The promised benefits of the Medicare Drug Price Negotiation Program are also not being realized in a clear or comprehensive way – which makes any action toward permanence premature. The IRA was enacted in 2022, but the first negotiated prices only took effect in 2026. Much of the savings discussion so far has relied on estimates of what Medicare would have saved if negotiated prices had applied in earlier years. The proposed rule is even further removed from current patient experience: It governs the process for prices that will not take effect until 2029. In the meantime, plans continue adjusting to the redesigned Part D benefit, and policymakers continue to rely on administered prices rather than reforms that would promote stronger competition.

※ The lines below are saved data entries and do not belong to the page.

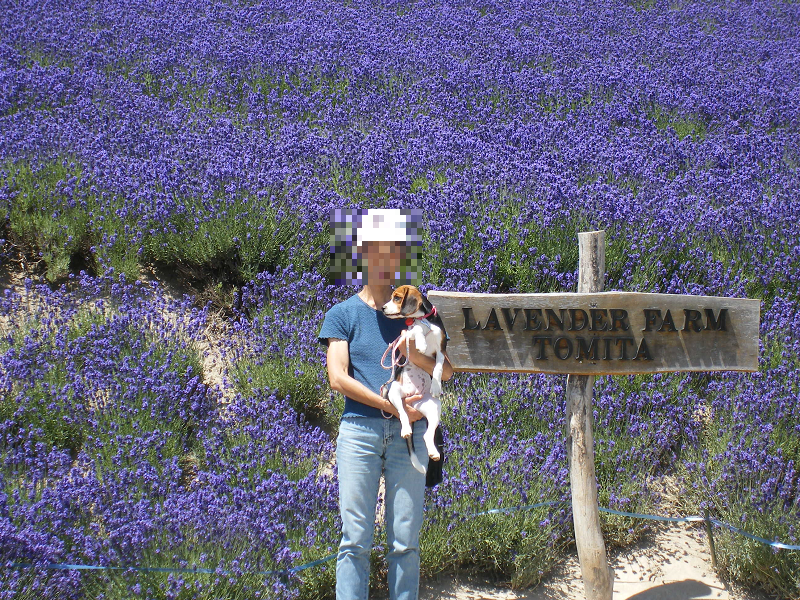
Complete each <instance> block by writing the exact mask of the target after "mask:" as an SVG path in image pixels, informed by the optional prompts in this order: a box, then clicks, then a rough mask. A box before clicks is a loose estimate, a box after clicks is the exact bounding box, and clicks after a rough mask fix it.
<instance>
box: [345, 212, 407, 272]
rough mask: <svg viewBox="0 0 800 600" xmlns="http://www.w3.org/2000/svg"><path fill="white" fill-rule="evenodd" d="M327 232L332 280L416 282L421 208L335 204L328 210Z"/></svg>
mask: <svg viewBox="0 0 800 600" xmlns="http://www.w3.org/2000/svg"><path fill="white" fill-rule="evenodd" d="M330 232H331V233H330V250H331V254H330V257H331V262H330V278H331V279H332V280H333V282H334V283H338V284H345V285H363V284H366V283H370V284H378V285H383V284H400V283H411V284H415V283H418V282H419V278H420V262H421V259H420V252H421V246H422V211H421V210H419V209H352V208H336V209H332V210H331V215H330ZM390 240H393V241H390Z"/></svg>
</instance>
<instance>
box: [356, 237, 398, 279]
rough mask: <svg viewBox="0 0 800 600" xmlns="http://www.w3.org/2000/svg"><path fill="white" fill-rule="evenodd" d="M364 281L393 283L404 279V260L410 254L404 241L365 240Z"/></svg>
mask: <svg viewBox="0 0 800 600" xmlns="http://www.w3.org/2000/svg"><path fill="white" fill-rule="evenodd" d="M362 248H363V250H362V256H363V257H364V259H365V260H364V283H369V284H371V285H391V284H393V283H396V282H398V281H401V280H403V279H404V277H403V275H401V267H402V266H403V260H404V259H405V258H406V257H407V256H408V246H406V244H405V243H404V242H364V245H363V246H362Z"/></svg>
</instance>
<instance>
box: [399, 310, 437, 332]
mask: <svg viewBox="0 0 800 600" xmlns="http://www.w3.org/2000/svg"><path fill="white" fill-rule="evenodd" d="M431 315H433V316H436V307H435V306H434V307H433V309H431V312H429V313H428V314H427V315H425V316H424V317H420V318H421V319H427V318H428V317H430V316H431ZM414 321H416V319H406V325H407V326H408V327H411V326H412V325H413V324H414Z"/></svg>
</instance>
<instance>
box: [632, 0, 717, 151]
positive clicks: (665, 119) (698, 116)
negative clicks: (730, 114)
mask: <svg viewBox="0 0 800 600" xmlns="http://www.w3.org/2000/svg"><path fill="white" fill-rule="evenodd" d="M649 1H651V0H647V2H649ZM645 3H646V2H645ZM648 115H649V117H650V118H651V119H652V120H653V122H654V123H655V125H656V127H658V128H659V129H667V128H671V129H672V130H673V131H674V132H675V135H677V136H678V139H681V140H682V139H683V138H685V137H687V136H692V141H694V142H697V141H700V140H703V139H705V137H706V135H708V127H709V125H708V123H707V122H706V120H705V119H704V118H703V117H702V116H700V115H681V114H680V113H679V112H678V111H677V110H675V109H673V110H668V109H666V108H664V107H662V106H660V105H658V104H656V105H654V106H653V107H652V108H651V109H650V110H649V112H648Z"/></svg>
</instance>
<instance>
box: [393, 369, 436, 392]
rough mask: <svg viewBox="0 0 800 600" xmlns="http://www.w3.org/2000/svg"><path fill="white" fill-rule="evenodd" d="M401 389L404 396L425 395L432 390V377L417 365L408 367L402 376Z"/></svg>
mask: <svg viewBox="0 0 800 600" xmlns="http://www.w3.org/2000/svg"><path fill="white" fill-rule="evenodd" d="M400 387H401V389H402V391H403V396H416V395H417V394H425V393H427V392H429V391H430V389H431V376H430V375H428V373H426V372H425V371H424V370H423V369H420V368H419V367H418V366H416V365H413V364H412V365H408V366H406V367H405V368H404V369H403V373H402V375H401V376H400Z"/></svg>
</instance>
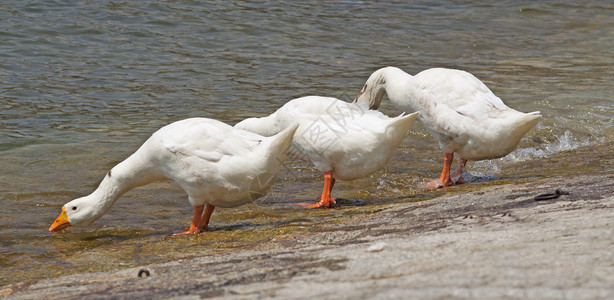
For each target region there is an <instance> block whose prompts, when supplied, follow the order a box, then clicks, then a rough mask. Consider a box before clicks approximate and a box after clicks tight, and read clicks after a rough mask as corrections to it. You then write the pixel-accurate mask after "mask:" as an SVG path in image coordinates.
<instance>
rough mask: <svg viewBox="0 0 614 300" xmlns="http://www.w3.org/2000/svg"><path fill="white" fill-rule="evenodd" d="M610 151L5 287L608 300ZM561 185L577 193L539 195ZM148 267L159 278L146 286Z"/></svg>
mask: <svg viewBox="0 0 614 300" xmlns="http://www.w3.org/2000/svg"><path fill="white" fill-rule="evenodd" d="M611 149H613V148H612V143H608V144H604V145H601V146H594V147H593V146H590V147H586V148H582V149H576V150H574V151H569V152H566V153H561V154H560V155H556V156H553V157H551V158H548V159H543V160H538V161H536V162H535V163H536V164H539V165H543V166H544V168H549V172H550V173H556V172H557V170H561V169H566V170H570V169H572V170H574V171H575V172H576V173H570V172H565V173H564V174H565V175H562V176H561V175H552V176H544V177H538V178H523V179H517V180H511V181H509V180H506V181H505V182H504V183H501V184H498V183H494V184H483V183H476V184H466V185H462V186H456V187H450V188H446V189H444V190H443V192H442V193H441V194H442V195H439V194H437V195H438V196H434V197H432V198H430V199H428V200H422V201H418V202H415V201H411V200H412V199H410V198H406V199H405V200H402V201H391V202H386V203H381V204H377V205H364V206H360V207H357V209H356V211H355V213H352V214H350V215H349V216H347V217H345V218H342V219H332V220H330V219H326V221H323V222H322V223H319V224H317V226H311V227H310V228H309V229H308V230H301V231H290V232H283V233H281V234H279V235H276V236H274V237H272V238H271V239H269V240H268V241H267V242H266V243H260V244H257V245H254V246H251V247H243V248H242V249H234V250H232V251H218V252H217V253H216V254H214V255H206V256H202V257H194V258H186V259H179V260H173V261H170V262H164V263H153V264H148V265H143V266H138V267H132V268H126V269H121V270H116V271H108V272H96V273H82V274H76V275H68V276H62V277H57V278H51V279H44V280H38V281H36V282H27V283H26V282H22V283H17V284H9V285H6V286H3V287H0V296H6V297H7V298H10V299H13V298H14V299H38V298H41V297H43V296H44V297H45V298H46V299H57V298H81V297H88V298H97V299H105V298H136V297H147V298H157V299H161V298H165V299H166V298H171V297H180V296H181V297H189V298H233V299H248V298H249V299H253V298H284V299H303V298H313V297H321V298H333V297H334V298H341V299H356V298H375V299H379V298H555V299H556V298H574V299H583V298H584V299H593V298H609V297H613V296H614V288H613V286H614V253H612V251H611V249H614V172H612V170H611V169H612V165H613V163H612V162H613V161H614V154H612V153H611ZM608 151H610V152H608ZM577 155H591V158H592V159H591V160H590V161H594V162H595V163H596V164H598V165H596V166H594V165H592V163H588V164H584V165H582V166H573V165H569V164H568V165H565V166H564V165H562V164H561V162H564V161H567V160H568V159H570V158H573V157H574V156H577ZM532 167H533V168H534V167H535V166H532ZM557 168H558V169H557ZM587 169H588V170H591V171H590V172H589V171H587ZM522 173H523V172H522V170H520V171H519V172H518V176H522ZM518 178H522V177H518ZM559 188H560V189H562V190H565V191H568V192H569V193H570V194H569V195H561V196H560V197H559V198H557V199H554V200H547V201H535V200H534V198H533V197H534V196H536V195H538V194H542V193H552V192H554V191H555V190H556V189H559ZM341 205H349V204H344V203H343V202H342V203H341ZM327 221H332V222H327ZM205 234H206V233H205ZM141 269H147V270H148V271H149V272H150V273H151V276H149V277H141V278H139V277H138V273H139V270H141Z"/></svg>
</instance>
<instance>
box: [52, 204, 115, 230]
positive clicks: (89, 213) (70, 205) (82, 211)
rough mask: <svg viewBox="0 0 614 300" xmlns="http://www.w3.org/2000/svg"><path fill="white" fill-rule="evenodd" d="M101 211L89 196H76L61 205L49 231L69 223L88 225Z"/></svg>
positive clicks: (91, 222)
mask: <svg viewBox="0 0 614 300" xmlns="http://www.w3.org/2000/svg"><path fill="white" fill-rule="evenodd" d="M103 213H104V212H103ZM103 213H100V206H98V205H96V203H95V202H93V201H92V199H91V198H90V197H82V198H78V199H75V200H72V201H70V202H68V203H66V204H64V206H62V212H61V213H60V216H58V217H57V218H56V219H55V221H54V222H53V224H51V227H49V231H60V230H62V229H65V228H67V227H69V226H71V225H90V224H92V223H93V222H94V221H96V220H97V219H98V218H100V216H102V214H103Z"/></svg>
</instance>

As noted from the start, the proposed rule does not make radical changes to the Medicare negotiation program, but it is nevertheless important because it makes the program more permanent. It turns initial implementation guidance into a standing regulatory apparatus. CMS may be creating a more orderly process, but an orderly price-control regime is still a price-control regime. And an orderly price-control regime does not answer the central objection: drug affordability should be advanced through competition, innovation, and market discipline, not by entrenching federal price setting as a routine feature of the prescription drug market.

Chart Review: Spike in Early-onset Colorectal Cancer Requires Attention

Evan McLaughlin, Health Policy Intern

Colorectal cancer (CRC) is now the leading cause of cancer-related death among adults under age 50, even as incidence rates for older adults continue to fall. Data from the National Cancer Institute (NCI) show a nearly 80-percent increase among adults under age 50 since 1975, alongside a 25-percent decrease for ages 50–64 and a 60-percent decrease for ages 65+. While improved diagnostic detection may account for part of the recent uptick in CRC diagnosis in those under 50, this divergence suggests a shift in underlying risk specific to the younger generation. Emerging research points to two potential contributors: higher consumption of ultra-processed foods, which have been linked to higher CRC risk through chronic gut inflammation, and microplastics exposure, which can disrupt the colon’s protective mucus barrier. Established risk factors – such as poor diet, obesity, sedentary lifestyle, and drug use – are relevant to CRC incidence but not unique to the under-50 age group.

Given this trend, public health research at agencies such as the National Institutes of Health and the NCI should prioritize analyzing early-onset CRC causes. At the same time, providers should maintain the recently lowered screening age of 45 for CRC suggested by the U.S. Preventive Services Task Force. Deepening the evidence base for causes of early-onset CRC, as well as sustaining robust detection practices for younger generations, is a promising path toward reversing this trend.